ハイデッガー 存在の開示
出典: フリー百科事典『ウィキペディア(Wikipedia)』 (2020/12/10 16:16 UTC 版)
フッサールは、フレーゲと共に心理主義を批判し、現象学を提唱した人物である。真理とは志向的対象が自体所持において根源的に与えられていることであるとしていた。アリストテレス以来多くの者が思惟と実在の一致、認識と存在の一致などデカルト的な主観/客観の二項対立図式を前提に対応説をとってきたが、現象学においてはかかる図式自体が放棄されており、真理は現象学的還元によって与えられるものとなる。彼自身は真理の基準として明証説をとったが、彼の弟子のハイデッガーは現象学を方法論として存在論に応用することで新たな真理論を打ち立てた。 マルティン・ハイデッガーは、ニーチェを形而上学の完成者であるとしてその真理論を批判し、プラトンに始まり現在に至るまで存在者のみに目を奪われ、存在を忘却する存在忘却の歴史に陥っているとした。彼は、まず、『存在と時間』において、真理の語源ギリシア語のアレーテイアーに遡って考察し、真理とは隠されたものを戦い奪う、つまり「隠れなさ」という意味であるとした。ついで、現象学的解釈学・基礎的存在論を展開し、人間は現存在であると同時に世界内存在であって、そもそも主観と客観の区別はなく、環世界に存在している。頽落して世間に埋没して存在する非本来的な現存在は、世間や自己の見方に執着しているので、内世界において出遭う存在者は非本来的な隠れたあり方をしている。したがって、生は、ニーチェが述べるように人間が認識しえるものではないが、真理は生に従属するだけのものではない。本来的な現存在が自身をこの執着から解放すれば、存在者が全体として自らを本来のあり方そのままで現れる。
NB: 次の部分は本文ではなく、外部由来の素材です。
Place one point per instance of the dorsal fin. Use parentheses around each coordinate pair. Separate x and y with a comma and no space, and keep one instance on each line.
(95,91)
これが真理であり、その本質は自由である、とした。さらに、彼は、『ヒューマニズムについて』において、言葉こそ存在の家であり、言葉のうちにこそ真理は宿り、存在の明るみが性起する限りにおいて存在を己を人間に開示する。あらゆる知の根拠である存在の開示は、生の生成過程における生の自己差異化、二重性の表れであり、現存在が脱自的に存在者に身をさらしているときに真理は体験され、感じられるのであり、驚き、感動、落涙などを伴う、とした。 ハイデッガーの議論を踏まえて西部邁(評論家)は真理についてこう述べている。「探し当てられるべきは実在(真理)なのだが、実在は言葉を住(す)み処(か)とし、そして自分という存在はその住み処の番人をしている、ということにすぎないのだ。言葉が歴史という名の草原を移動しつつ実在を運んでいると思われるのだが、自分という存在はその牧者(ぼくしゃ)にすぎない。その番人なり牧者なりの生を通じて徐々にわからされてくるのは、実在は、そこにあると指示されているにもかかわらず、人間に認識されるのを拒絶しているということである。それを「無」とよべば、人間は実在を求めて、自分が無に永遠に回帰するほかないと知る。つまりニーチェの「永劫回帰」である。それが死という無にかかわるものとしての人間にとっての実在の姿なのだ。」